Na ação de investigação judicial eleitoral, a procuradora regional eleitoral substituta Adriana Farias aponta que a chapa formada por Pezão e Dornelles foi favorecida por propagandas institucionais no perfil do governo estadual no Twitter. Após monitorar conteúdos em canais oficiais de divulgação e em redes sociais, a PRE viu que o perfil @GovRJ, com mais de 142 mil seguidores, mantém no ar inúmeras notícias institucionais contrárias à legislação (Lei nº 9.504/97, art. 74). O vínculo direto a Pezão é feito com fotos, compartilhamentos e notificações da página pessoal do político (@LFPezao).
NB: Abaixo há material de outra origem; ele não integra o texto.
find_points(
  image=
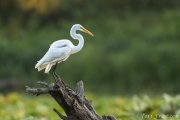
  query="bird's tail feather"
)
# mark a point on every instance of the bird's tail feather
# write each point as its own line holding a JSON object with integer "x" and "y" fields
{"x": 48, "y": 68}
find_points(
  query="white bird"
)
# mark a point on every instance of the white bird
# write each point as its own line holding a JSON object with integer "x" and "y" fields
{"x": 60, "y": 50}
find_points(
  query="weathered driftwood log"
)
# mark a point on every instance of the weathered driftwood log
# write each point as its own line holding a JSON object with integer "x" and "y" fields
{"x": 74, "y": 103}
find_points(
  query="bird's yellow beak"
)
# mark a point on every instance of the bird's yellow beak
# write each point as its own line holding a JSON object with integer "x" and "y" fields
{"x": 86, "y": 31}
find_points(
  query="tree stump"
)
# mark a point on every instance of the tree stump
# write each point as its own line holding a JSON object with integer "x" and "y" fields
{"x": 74, "y": 103}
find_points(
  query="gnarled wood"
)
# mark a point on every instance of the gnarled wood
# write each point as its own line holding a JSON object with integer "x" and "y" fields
{"x": 75, "y": 105}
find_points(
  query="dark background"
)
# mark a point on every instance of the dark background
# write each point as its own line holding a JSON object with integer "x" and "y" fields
{"x": 135, "y": 48}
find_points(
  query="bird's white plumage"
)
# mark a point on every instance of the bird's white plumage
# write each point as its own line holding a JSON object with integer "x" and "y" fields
{"x": 60, "y": 50}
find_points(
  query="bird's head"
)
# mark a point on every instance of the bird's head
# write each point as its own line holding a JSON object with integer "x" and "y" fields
{"x": 81, "y": 28}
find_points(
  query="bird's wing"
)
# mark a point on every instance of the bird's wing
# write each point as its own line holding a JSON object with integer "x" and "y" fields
{"x": 54, "y": 55}
{"x": 60, "y": 43}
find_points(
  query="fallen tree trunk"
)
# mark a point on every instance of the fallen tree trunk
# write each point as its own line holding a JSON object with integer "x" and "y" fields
{"x": 74, "y": 103}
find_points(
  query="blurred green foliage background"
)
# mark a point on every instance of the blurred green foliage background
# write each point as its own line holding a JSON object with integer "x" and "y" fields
{"x": 135, "y": 48}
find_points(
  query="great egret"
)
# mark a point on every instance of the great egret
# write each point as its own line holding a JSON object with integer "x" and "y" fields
{"x": 60, "y": 50}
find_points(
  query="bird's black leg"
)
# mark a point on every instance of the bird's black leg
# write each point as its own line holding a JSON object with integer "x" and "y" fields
{"x": 55, "y": 76}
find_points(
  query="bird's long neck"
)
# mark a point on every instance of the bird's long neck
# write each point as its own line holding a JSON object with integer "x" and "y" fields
{"x": 78, "y": 37}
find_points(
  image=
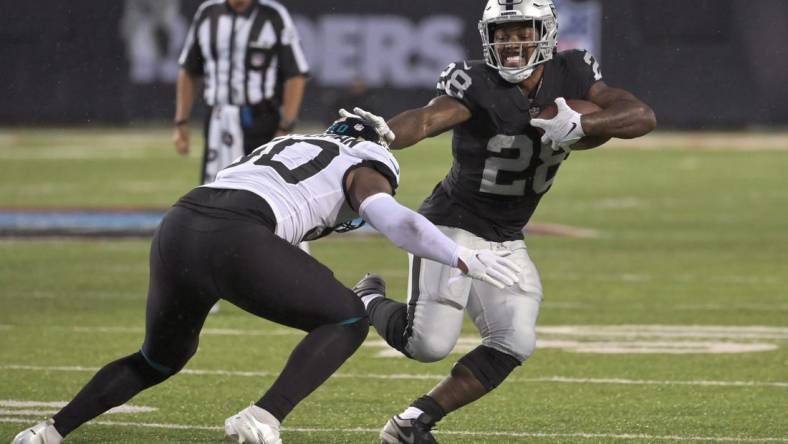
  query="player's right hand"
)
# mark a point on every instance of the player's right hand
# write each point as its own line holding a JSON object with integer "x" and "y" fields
{"x": 180, "y": 137}
{"x": 381, "y": 127}
{"x": 489, "y": 266}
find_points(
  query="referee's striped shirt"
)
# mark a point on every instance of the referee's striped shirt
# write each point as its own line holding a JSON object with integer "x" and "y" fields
{"x": 244, "y": 57}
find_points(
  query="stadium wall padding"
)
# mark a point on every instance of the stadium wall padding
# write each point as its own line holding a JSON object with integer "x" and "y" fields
{"x": 700, "y": 64}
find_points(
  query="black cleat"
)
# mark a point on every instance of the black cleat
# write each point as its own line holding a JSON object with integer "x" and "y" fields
{"x": 408, "y": 431}
{"x": 370, "y": 284}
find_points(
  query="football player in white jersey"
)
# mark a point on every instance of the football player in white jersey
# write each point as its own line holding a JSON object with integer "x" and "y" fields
{"x": 237, "y": 238}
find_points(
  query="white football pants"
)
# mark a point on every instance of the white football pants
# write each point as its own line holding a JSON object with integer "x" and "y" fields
{"x": 438, "y": 295}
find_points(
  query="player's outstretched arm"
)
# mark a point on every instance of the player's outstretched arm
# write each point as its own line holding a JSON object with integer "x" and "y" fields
{"x": 370, "y": 195}
{"x": 623, "y": 115}
{"x": 413, "y": 125}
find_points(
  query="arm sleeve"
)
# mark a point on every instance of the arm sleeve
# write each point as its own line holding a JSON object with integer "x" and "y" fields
{"x": 292, "y": 60}
{"x": 408, "y": 230}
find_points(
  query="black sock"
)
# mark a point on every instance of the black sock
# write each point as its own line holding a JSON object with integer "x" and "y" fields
{"x": 390, "y": 320}
{"x": 433, "y": 412}
{"x": 113, "y": 385}
{"x": 313, "y": 360}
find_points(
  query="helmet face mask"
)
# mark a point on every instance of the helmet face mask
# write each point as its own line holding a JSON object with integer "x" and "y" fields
{"x": 539, "y": 15}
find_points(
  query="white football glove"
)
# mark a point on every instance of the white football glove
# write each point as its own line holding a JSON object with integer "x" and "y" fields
{"x": 378, "y": 122}
{"x": 490, "y": 267}
{"x": 563, "y": 130}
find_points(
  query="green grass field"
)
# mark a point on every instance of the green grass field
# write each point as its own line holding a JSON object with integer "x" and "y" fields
{"x": 670, "y": 324}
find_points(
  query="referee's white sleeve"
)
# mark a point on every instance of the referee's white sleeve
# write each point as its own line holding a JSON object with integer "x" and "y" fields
{"x": 407, "y": 229}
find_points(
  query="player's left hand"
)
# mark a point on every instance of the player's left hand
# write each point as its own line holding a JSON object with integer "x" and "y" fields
{"x": 381, "y": 127}
{"x": 488, "y": 266}
{"x": 563, "y": 130}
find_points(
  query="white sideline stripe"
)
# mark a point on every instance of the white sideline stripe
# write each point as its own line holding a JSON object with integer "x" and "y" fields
{"x": 632, "y": 330}
{"x": 581, "y": 435}
{"x": 57, "y": 405}
{"x": 423, "y": 376}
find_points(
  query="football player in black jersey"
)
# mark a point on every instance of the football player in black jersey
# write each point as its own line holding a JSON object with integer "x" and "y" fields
{"x": 501, "y": 169}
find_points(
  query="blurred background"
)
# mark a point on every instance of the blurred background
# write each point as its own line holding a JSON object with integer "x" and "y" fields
{"x": 701, "y": 64}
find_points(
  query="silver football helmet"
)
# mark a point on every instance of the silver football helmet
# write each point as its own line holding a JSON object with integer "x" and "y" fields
{"x": 539, "y": 14}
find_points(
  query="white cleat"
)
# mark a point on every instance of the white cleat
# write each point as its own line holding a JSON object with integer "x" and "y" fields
{"x": 252, "y": 425}
{"x": 42, "y": 433}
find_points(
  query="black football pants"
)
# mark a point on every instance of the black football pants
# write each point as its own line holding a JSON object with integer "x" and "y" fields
{"x": 195, "y": 260}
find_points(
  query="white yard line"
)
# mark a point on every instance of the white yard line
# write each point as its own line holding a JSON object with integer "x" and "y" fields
{"x": 610, "y": 331}
{"x": 579, "y": 435}
{"x": 425, "y": 376}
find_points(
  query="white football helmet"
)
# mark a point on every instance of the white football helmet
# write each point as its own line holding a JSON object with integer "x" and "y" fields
{"x": 539, "y": 14}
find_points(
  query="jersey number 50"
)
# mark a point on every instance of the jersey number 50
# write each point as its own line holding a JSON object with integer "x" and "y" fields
{"x": 508, "y": 170}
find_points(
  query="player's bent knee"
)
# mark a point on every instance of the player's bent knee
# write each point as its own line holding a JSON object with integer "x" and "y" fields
{"x": 521, "y": 346}
{"x": 431, "y": 350}
{"x": 489, "y": 365}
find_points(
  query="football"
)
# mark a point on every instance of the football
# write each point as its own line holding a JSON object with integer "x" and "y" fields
{"x": 583, "y": 107}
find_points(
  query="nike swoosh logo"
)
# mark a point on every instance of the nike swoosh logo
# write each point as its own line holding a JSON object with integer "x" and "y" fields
{"x": 409, "y": 438}
{"x": 574, "y": 125}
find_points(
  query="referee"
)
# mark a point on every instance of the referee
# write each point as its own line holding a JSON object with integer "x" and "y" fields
{"x": 254, "y": 71}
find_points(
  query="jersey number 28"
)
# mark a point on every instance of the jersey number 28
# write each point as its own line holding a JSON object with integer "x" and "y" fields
{"x": 508, "y": 169}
“É possível vislumbrar manifesto desvirtuamento do uso da página do Governo para beneficiar a candidatura dos réus em detrimento de seus opositores”, diz a procuradora regional eleitoral substituta Adriana Farias. “A publicidade exorbitou da sua função de informar os atos da administração e do legítimo interesse comunitário, veiculando dizeres do governador com teor substancialmente eleitoreiro.”

Para a Procuradoria Regional Eleitoral, a conduta vedada fica clara com a manutenção no ar dessa publicidade institucional nos três meses anteriores às eleições – prazo em que essa prática é proibida. Entre as informações veiculadas à revelia da legislação, a ação destaca tuítes como “#LFPezao:Nós vamos fazer td que estiver ao nosso alcance. Continuem com o @GovRJ”.